Certains d’entre eux, faudrait-il le rappeler, ont joué un rôle de premier plan dans le mouvement scolaire et estudiantin de 1990, qui a débouché sur l’ouverture de l’espace public et l’amorce du processus de démocratisation. Ils ont également fait partie des leaders de la coalition équité, qualité et lutte contre la vie chère. Et le fait qu’ils aient activement participé à ce mouvement, pendant la 5ème République, sous le gouvernement de Hama Amadou, fragilise fortement par ailleurs les allégations portant sur des accointances qu’ils auraient avec des partis politiques membres de l’opposition actuelle.

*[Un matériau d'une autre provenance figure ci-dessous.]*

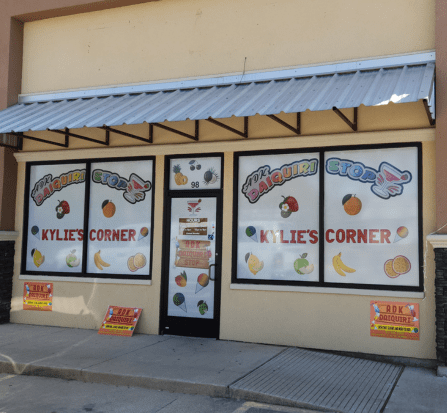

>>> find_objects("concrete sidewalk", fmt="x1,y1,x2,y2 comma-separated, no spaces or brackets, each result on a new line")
0,324,447,412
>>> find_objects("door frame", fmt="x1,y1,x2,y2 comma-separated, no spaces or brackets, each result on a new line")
158,152,224,339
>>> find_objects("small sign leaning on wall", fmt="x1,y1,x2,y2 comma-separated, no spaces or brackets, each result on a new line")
23,282,53,311
370,301,420,340
98,305,143,337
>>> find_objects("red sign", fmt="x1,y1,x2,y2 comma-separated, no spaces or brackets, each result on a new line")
23,282,53,311
370,301,420,340
98,305,143,337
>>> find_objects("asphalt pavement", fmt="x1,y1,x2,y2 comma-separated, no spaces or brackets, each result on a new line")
0,324,447,413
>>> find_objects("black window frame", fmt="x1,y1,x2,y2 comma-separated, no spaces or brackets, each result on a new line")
20,156,156,282
231,142,424,292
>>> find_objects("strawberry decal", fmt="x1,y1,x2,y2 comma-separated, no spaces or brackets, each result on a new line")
279,196,299,218
56,200,70,219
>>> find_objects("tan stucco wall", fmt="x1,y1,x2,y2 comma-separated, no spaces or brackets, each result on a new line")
11,119,435,359
22,0,435,93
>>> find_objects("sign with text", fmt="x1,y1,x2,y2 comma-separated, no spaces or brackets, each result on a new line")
370,301,420,340
174,240,211,268
23,282,53,311
98,305,143,337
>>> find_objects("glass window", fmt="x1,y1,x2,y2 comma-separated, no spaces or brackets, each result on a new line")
233,144,423,291
22,158,154,279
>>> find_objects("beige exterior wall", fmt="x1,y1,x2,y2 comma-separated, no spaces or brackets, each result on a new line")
11,0,436,359
11,115,435,359
22,0,435,93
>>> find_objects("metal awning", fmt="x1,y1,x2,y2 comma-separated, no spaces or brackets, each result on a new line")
0,62,435,146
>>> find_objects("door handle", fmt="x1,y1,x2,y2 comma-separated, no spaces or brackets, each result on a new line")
208,264,216,281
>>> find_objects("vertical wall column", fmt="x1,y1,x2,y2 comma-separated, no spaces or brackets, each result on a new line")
0,231,18,324
427,234,447,366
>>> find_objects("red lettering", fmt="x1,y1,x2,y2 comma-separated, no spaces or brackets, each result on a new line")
335,229,346,243
369,229,379,244
357,229,368,244
309,229,318,244
279,230,289,244
297,230,306,244
290,229,296,244
259,181,269,194
346,229,355,244
326,229,335,244
380,229,391,244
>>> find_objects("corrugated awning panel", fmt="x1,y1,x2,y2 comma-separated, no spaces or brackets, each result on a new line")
0,63,435,133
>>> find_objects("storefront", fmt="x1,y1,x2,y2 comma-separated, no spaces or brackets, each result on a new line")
0,1,436,359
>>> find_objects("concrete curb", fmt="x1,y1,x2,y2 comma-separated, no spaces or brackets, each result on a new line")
0,361,229,398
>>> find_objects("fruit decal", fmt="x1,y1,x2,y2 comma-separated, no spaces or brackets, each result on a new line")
197,300,208,315
31,248,45,268
245,226,258,242
189,159,202,171
393,227,408,242
279,196,299,218
332,252,355,277
175,271,188,287
203,168,219,185
172,293,188,313
127,252,146,272
245,252,264,275
138,227,149,241
342,194,362,215
293,253,315,275
102,199,116,218
31,225,40,240
56,200,70,219
93,250,110,271
172,165,188,185
65,250,81,268
196,273,210,294
384,255,411,278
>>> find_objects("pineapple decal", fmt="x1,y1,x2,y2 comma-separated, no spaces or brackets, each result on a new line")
172,165,188,185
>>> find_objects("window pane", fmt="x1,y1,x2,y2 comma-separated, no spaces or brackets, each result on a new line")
87,160,153,278
169,157,222,190
26,163,86,275
324,148,420,286
237,153,320,282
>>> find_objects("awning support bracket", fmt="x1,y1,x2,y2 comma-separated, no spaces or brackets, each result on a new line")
267,112,301,135
47,128,110,147
149,120,199,143
98,125,152,143
8,132,68,148
205,116,248,138
332,106,358,132
423,99,436,126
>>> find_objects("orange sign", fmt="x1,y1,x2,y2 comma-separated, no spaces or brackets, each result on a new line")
174,240,211,268
23,282,53,311
98,305,143,337
370,301,420,340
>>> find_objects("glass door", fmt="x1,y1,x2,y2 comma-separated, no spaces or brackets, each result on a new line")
160,195,221,338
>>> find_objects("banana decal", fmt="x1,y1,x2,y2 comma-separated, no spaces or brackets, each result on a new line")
94,250,110,270
332,252,355,277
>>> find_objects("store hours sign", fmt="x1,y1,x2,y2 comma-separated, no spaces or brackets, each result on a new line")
235,145,421,289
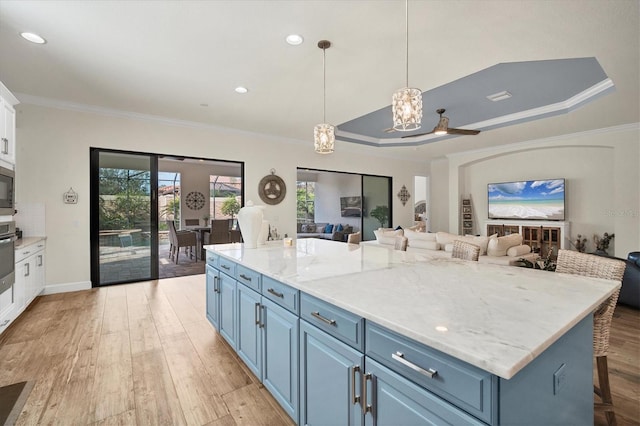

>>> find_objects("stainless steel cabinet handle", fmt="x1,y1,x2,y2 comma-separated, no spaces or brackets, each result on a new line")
361,373,373,416
351,365,360,404
267,288,284,299
391,351,438,379
260,305,267,328
253,302,260,325
311,311,336,325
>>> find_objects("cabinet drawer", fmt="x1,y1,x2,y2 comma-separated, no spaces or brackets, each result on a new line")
236,265,262,293
300,293,364,351
207,250,220,268
262,277,300,314
366,322,497,423
218,256,236,278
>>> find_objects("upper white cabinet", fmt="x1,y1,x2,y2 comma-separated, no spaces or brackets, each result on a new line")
0,82,18,169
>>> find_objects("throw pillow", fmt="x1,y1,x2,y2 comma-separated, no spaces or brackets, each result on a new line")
507,244,531,257
407,237,440,250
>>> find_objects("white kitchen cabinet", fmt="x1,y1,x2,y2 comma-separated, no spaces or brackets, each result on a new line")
0,82,18,169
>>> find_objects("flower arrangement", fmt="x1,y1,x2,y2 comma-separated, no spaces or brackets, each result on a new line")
571,234,587,253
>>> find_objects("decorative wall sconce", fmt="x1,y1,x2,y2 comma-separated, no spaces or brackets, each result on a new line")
398,185,411,206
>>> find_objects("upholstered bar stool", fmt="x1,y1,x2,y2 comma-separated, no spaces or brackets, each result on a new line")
451,240,480,262
556,250,626,426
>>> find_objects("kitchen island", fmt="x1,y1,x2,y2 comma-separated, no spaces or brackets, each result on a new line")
205,239,620,424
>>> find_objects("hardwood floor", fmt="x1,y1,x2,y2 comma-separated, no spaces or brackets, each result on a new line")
0,275,640,426
0,275,294,426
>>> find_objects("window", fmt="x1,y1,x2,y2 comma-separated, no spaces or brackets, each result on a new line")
296,181,315,223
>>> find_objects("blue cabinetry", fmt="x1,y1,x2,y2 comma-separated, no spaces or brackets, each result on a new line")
262,297,299,419
363,357,484,426
236,283,262,380
218,272,236,349
300,321,364,426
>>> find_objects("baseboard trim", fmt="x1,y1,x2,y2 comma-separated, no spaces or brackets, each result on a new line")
41,281,91,295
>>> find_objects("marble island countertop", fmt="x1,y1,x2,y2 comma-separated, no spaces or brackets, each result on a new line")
205,238,620,379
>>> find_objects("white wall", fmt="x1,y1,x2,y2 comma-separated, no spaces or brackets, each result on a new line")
16,104,425,285
431,125,640,258
315,172,360,231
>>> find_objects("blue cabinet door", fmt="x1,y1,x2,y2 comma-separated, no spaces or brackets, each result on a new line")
300,321,364,426
262,297,299,421
207,265,220,330
218,273,236,349
364,357,484,426
236,282,262,380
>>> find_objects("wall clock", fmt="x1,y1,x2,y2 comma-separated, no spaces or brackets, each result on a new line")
186,191,204,210
258,169,287,205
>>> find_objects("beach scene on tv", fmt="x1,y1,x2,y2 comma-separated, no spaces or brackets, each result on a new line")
488,179,564,220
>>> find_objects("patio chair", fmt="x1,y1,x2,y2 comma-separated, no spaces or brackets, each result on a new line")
167,220,198,265
209,219,231,244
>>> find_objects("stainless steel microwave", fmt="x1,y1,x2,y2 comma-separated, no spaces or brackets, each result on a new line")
0,167,15,215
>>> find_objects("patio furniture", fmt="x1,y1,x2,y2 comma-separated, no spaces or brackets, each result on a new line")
167,220,198,265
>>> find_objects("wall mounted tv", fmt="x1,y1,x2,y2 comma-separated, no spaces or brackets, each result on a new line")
340,196,362,217
487,179,564,220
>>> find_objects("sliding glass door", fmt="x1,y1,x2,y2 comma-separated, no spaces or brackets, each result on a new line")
91,149,158,287
362,175,393,241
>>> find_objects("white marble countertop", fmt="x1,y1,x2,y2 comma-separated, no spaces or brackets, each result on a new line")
14,237,47,250
205,238,620,379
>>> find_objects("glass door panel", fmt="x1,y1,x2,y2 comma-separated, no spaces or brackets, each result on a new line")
362,175,393,241
92,150,158,286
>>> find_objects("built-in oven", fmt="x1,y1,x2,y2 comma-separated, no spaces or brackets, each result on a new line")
0,167,15,216
0,222,16,294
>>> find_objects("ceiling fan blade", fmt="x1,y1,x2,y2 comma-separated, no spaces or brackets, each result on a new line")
447,127,480,135
402,130,433,139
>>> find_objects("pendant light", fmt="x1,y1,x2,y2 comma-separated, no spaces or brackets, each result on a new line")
313,40,336,154
391,0,422,132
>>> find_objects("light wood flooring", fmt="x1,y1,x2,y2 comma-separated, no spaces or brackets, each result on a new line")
0,275,293,426
0,275,640,426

Mais la politique de fermeté adoptée par le régime, à travers le refus de dialoguer, l’interdiction systématique des manifestations et l’usage mécanique de la répression contre ceux qui persistent dans la volonté d’exercer un droit que leur confère la constitution, n’est pas seulement incompréhensible. Elle est aussi inopportune. Ceci d’autant qu’elle contribue à attiser les tensions et les frictions dans un pays confronté aux menaces sécuritaires et qui a, par conséquent, besoin du renforcement de sa cohésion sociale, pour lutter efficacement contre les ennemis externes de la nation.

La restriction des libertés et l’option de la répression mécanique pourraient par ailleurs être fortement préjudiciables y compris aux ambitions politiques du principal parti au pouvoir, en provoquant la radicalisation des mouvements et l’ébullition du front social, en plus de la grogne des partis politiques de l’opposition. Et tout ceci dans un pays qui a déjà connu plusieurs interruptions du processus démocratique. D’où l’intérêt de créer les conditions d’un retour à la sérénité, à travers la libération des détenus et l’ouverture des espaces et cadres de dialogue. Les revendications aussi bien des acteurs de la société que des scolaires, ne portent pas du reste sur des enjeux irréconciliables. Les différentes parties peuvent donc trouver un terrain d’entente. Un compromis qui serait profitable au peuple nigérien.